Exploring the Unknown: Math Professor Looks into How Temperature Affects Sleep

IMA3-2Assistant professor of math Dr. Alicia Prieto Langarica is teaming up with five other women from around the world to look at how temperature affects sleep patterns.

“Sleep is really interesting, and there are a lot of things that everybody shares, but it is also extremely stochastic since it varies a lot,” said. Prieto Langarica. “So sometimes you don’t sleep very well, or you find a different position, or you just sleep different. But between people, it’s even more different. Some people need more sleep from other people and some like colder temperatures than others.”

Dr. Prieto Langarica explained that while awake, a person’s body spends most of its energy on thermoregulation. While sleeping, once a person has their rapid eye movement sleep, the body stops its thermoregulation.

“If we don’t get REM, things get bad in your mind, and we get real tired and things like that. But we cannot get a lot of REM because when you are in REM you are not thermoregulating, meaning you’re like a lizard,” she explained. “So when we’re in REM, we cannot maintain our body temperature, so it starts drifting to whatever the ambient temperature is.”

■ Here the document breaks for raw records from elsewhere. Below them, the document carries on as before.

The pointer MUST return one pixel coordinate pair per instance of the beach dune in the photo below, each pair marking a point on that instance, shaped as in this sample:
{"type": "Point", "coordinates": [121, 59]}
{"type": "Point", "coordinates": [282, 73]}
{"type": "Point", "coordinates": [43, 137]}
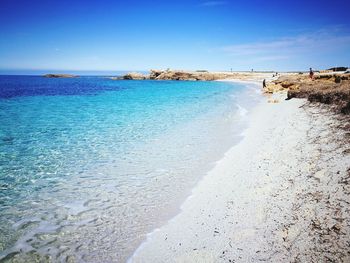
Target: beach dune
{"type": "Point", "coordinates": [269, 199]}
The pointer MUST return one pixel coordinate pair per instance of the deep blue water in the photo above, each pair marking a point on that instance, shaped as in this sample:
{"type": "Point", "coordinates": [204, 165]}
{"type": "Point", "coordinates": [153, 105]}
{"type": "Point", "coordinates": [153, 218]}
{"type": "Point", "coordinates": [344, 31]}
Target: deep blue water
{"type": "Point", "coordinates": [89, 165]}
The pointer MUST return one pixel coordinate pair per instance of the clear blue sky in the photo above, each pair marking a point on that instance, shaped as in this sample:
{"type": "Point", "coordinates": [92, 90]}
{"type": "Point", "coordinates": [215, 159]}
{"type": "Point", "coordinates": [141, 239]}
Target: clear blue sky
{"type": "Point", "coordinates": [192, 34]}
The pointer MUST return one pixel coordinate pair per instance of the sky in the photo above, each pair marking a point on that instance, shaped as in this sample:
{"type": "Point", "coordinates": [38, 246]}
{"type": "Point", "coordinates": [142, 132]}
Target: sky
{"type": "Point", "coordinates": [104, 35]}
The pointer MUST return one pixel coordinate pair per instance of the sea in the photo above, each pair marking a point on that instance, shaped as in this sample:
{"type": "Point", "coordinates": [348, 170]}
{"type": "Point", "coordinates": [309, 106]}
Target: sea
{"type": "Point", "coordinates": [90, 165]}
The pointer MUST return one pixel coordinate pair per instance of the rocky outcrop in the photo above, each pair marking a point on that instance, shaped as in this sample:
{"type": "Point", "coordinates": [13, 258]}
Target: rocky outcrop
{"type": "Point", "coordinates": [134, 76]}
{"type": "Point", "coordinates": [60, 76]}
{"type": "Point", "coordinates": [332, 89]}
{"type": "Point", "coordinates": [185, 75]}
{"type": "Point", "coordinates": [200, 75]}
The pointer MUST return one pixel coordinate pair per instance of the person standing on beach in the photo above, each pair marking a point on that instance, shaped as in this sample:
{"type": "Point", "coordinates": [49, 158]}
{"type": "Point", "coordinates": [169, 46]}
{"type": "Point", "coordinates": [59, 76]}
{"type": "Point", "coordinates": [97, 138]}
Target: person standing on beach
{"type": "Point", "coordinates": [311, 74]}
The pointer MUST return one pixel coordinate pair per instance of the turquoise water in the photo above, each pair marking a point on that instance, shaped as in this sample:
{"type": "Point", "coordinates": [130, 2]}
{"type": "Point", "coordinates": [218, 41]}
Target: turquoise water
{"type": "Point", "coordinates": [89, 166]}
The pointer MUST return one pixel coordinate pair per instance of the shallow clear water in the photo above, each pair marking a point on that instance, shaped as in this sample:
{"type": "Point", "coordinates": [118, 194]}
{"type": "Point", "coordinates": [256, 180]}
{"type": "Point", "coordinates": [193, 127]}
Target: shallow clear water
{"type": "Point", "coordinates": [89, 166]}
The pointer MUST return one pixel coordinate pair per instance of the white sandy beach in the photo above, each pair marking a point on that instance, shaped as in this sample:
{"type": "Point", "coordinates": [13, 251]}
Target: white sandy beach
{"type": "Point", "coordinates": [268, 199]}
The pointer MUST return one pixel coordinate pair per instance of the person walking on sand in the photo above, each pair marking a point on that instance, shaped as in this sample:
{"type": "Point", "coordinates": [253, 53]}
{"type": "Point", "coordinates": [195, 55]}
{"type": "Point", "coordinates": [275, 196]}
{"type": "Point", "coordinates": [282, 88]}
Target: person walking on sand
{"type": "Point", "coordinates": [311, 74]}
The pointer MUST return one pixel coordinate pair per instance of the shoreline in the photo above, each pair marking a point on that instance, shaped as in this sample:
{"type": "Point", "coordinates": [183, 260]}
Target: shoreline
{"type": "Point", "coordinates": [228, 215]}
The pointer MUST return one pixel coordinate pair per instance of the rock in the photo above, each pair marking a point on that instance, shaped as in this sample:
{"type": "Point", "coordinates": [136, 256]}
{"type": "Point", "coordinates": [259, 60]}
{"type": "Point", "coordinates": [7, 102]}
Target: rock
{"type": "Point", "coordinates": [134, 76]}
{"type": "Point", "coordinates": [59, 76]}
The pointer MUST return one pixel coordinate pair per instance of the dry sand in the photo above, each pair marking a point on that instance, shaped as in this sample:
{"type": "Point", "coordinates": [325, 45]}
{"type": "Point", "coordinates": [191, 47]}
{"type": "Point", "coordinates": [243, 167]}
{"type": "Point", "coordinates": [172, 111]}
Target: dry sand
{"type": "Point", "coordinates": [280, 195]}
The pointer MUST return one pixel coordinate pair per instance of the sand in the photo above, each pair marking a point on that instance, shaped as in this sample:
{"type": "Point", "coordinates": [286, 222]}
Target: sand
{"type": "Point", "coordinates": [280, 195]}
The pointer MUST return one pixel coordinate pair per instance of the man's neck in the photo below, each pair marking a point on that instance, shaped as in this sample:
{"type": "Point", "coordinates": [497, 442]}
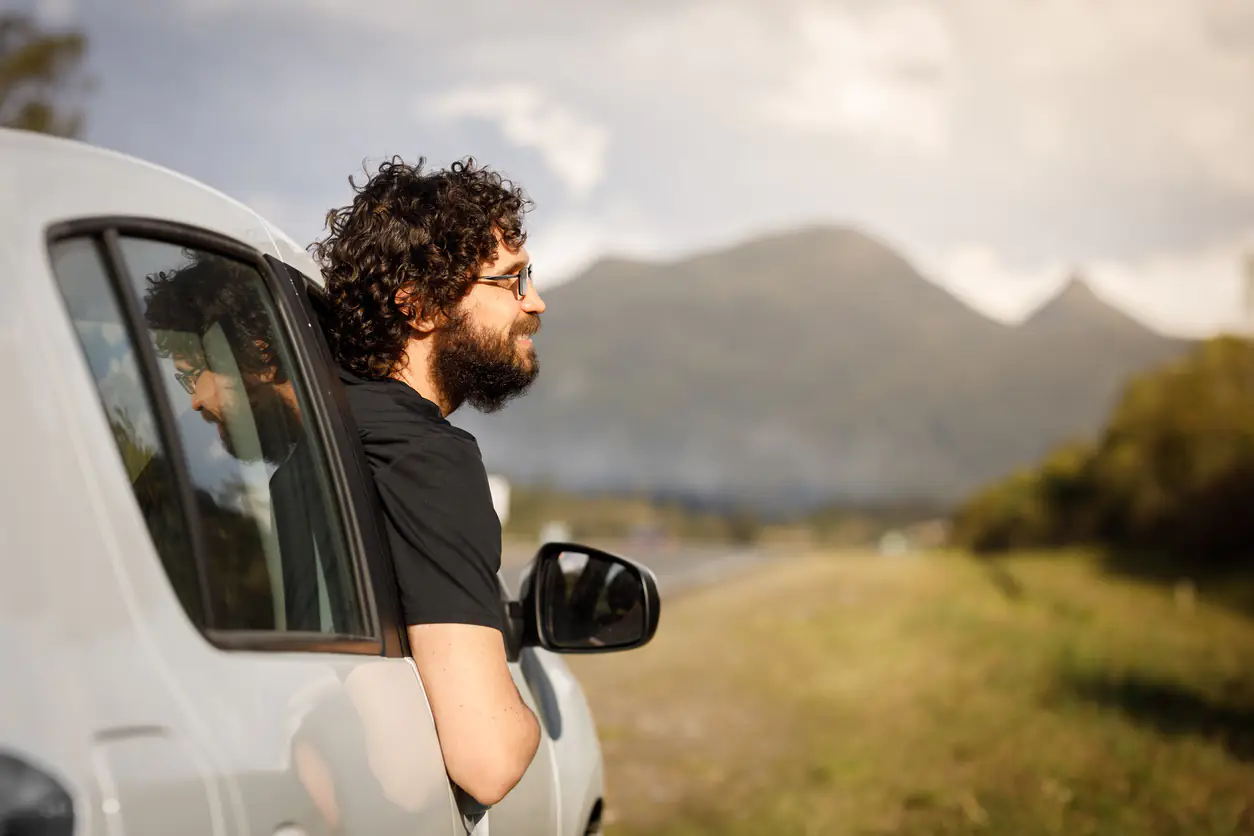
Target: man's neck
{"type": "Point", "coordinates": [418, 376]}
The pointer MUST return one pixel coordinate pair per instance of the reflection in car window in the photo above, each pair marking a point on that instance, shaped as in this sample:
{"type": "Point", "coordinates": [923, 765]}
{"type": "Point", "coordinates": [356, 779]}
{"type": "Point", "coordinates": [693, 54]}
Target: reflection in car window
{"type": "Point", "coordinates": [275, 552]}
{"type": "Point", "coordinates": [102, 332]}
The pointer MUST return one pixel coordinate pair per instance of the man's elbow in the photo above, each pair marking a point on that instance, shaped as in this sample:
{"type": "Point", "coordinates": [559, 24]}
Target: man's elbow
{"type": "Point", "coordinates": [495, 770]}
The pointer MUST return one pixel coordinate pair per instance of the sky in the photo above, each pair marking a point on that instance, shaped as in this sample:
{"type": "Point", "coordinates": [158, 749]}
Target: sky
{"type": "Point", "coordinates": [1001, 146]}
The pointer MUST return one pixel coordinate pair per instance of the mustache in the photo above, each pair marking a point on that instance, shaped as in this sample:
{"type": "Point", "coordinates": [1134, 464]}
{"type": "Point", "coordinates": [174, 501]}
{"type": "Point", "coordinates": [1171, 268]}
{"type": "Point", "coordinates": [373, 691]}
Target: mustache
{"type": "Point", "coordinates": [528, 326]}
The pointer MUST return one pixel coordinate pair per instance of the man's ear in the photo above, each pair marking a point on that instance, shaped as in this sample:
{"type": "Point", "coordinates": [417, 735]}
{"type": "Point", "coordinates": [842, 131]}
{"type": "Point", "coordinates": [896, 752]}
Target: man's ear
{"type": "Point", "coordinates": [420, 320]}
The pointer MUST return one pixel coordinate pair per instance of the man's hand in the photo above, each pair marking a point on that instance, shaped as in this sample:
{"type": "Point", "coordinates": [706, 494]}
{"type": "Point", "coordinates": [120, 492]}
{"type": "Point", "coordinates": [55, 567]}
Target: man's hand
{"type": "Point", "coordinates": [488, 735]}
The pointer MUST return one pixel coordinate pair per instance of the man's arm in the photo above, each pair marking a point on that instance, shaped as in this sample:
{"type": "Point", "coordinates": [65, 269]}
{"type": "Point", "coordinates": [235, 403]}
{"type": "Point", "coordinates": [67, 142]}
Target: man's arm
{"type": "Point", "coordinates": [487, 733]}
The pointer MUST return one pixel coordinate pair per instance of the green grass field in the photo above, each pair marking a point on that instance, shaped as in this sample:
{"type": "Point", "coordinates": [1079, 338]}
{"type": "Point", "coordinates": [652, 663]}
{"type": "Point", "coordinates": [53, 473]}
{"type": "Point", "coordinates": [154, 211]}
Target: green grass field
{"type": "Point", "coordinates": [848, 693]}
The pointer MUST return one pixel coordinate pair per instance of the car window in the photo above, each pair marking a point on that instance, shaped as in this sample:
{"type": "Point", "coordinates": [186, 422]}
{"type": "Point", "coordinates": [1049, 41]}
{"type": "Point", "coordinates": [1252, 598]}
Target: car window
{"type": "Point", "coordinates": [102, 331]}
{"type": "Point", "coordinates": [273, 549]}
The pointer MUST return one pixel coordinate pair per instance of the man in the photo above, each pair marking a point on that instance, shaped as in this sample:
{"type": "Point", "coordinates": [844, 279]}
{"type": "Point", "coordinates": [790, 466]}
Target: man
{"type": "Point", "coordinates": [430, 306]}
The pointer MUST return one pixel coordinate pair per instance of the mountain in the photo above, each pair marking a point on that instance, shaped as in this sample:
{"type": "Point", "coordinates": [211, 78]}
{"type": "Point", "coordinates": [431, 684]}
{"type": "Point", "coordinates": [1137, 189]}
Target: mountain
{"type": "Point", "coordinates": [800, 369]}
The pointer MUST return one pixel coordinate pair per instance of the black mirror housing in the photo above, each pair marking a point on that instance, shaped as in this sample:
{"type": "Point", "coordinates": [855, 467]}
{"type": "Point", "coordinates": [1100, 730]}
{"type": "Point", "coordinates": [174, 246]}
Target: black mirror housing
{"type": "Point", "coordinates": [578, 599]}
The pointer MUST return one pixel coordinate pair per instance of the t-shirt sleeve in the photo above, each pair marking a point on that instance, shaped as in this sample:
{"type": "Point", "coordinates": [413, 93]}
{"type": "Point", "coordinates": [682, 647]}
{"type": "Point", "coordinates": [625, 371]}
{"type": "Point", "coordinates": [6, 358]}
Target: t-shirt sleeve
{"type": "Point", "coordinates": [444, 533]}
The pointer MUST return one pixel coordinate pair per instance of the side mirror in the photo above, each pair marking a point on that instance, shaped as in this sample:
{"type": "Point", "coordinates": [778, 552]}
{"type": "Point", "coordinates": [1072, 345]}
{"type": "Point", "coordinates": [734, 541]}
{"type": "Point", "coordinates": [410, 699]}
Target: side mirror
{"type": "Point", "coordinates": [578, 599]}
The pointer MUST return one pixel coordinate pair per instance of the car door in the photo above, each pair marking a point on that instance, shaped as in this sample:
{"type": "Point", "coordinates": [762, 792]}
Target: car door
{"type": "Point", "coordinates": [287, 649]}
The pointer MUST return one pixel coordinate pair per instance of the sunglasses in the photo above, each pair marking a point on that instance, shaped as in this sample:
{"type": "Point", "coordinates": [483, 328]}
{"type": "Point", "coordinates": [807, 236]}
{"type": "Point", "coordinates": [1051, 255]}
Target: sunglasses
{"type": "Point", "coordinates": [523, 281]}
{"type": "Point", "coordinates": [187, 379]}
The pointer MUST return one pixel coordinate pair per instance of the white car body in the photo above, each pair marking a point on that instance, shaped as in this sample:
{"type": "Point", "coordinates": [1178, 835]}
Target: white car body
{"type": "Point", "coordinates": [107, 686]}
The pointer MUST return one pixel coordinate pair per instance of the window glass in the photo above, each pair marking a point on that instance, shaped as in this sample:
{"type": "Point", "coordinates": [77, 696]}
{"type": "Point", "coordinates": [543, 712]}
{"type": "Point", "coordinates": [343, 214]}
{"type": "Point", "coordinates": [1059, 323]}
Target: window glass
{"type": "Point", "coordinates": [276, 557]}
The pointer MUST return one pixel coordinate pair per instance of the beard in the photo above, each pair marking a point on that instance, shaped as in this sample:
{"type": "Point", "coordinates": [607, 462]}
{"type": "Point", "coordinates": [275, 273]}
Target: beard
{"type": "Point", "coordinates": [483, 369]}
{"type": "Point", "coordinates": [276, 425]}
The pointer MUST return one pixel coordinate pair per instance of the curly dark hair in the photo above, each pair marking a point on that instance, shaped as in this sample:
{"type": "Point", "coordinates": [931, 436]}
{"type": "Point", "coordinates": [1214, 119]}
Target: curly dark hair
{"type": "Point", "coordinates": [424, 233]}
{"type": "Point", "coordinates": [182, 303]}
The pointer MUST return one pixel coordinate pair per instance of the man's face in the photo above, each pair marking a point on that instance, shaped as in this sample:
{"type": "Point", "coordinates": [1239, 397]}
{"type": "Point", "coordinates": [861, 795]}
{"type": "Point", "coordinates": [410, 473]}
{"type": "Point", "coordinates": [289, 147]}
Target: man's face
{"type": "Point", "coordinates": [227, 401]}
{"type": "Point", "coordinates": [483, 355]}
{"type": "Point", "coordinates": [213, 396]}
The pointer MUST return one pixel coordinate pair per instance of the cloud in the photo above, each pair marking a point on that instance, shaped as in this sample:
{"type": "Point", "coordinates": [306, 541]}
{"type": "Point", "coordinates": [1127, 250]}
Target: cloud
{"type": "Point", "coordinates": [985, 280]}
{"type": "Point", "coordinates": [1127, 89]}
{"type": "Point", "coordinates": [57, 13]}
{"type": "Point", "coordinates": [1195, 292]}
{"type": "Point", "coordinates": [883, 74]}
{"type": "Point", "coordinates": [1191, 292]}
{"type": "Point", "coordinates": [572, 147]}
{"type": "Point", "coordinates": [564, 245]}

While the exact reason for shutting off thermoregulation isn’t known, she said that a doctor came up with a theory that says the energy normally used for thermoregulation is instead used for other necessary processes, such as saving memories and growing.

“You need that energy to do all these processes that you need to do once a day, like saving your memories, growing — most of the growing that you do when you’re a child and even when you’re an adult happens during your sleep — you change your skin all the time, your bones are remodeling, everything,” Dr. Prieto Langarica said. “Most of those processes happen while you’re sleeping, and you’re turning off your thermoregulation so you have all this other energy to file everything in our head. “

Dr. Prieto Langarica went on to explain that even in very similar conditions, a person sleeps differently, and while most people believe the temperature in the room matters, it’s actually the temperature between the person and the sheets that matters.

“The temperature, what we call the distal skin temperature, is the temperature right above your skin. So for example some people like it cooler because they like more covers, but they’re actually achieving the same temperature as the guy who keeps it warmer but is sleeping in shorts without covers,” she said.

The group’s first manuscript on the study has been accepted, and they are working with Dr. Markus Smith on the function of sleep on mathematical models.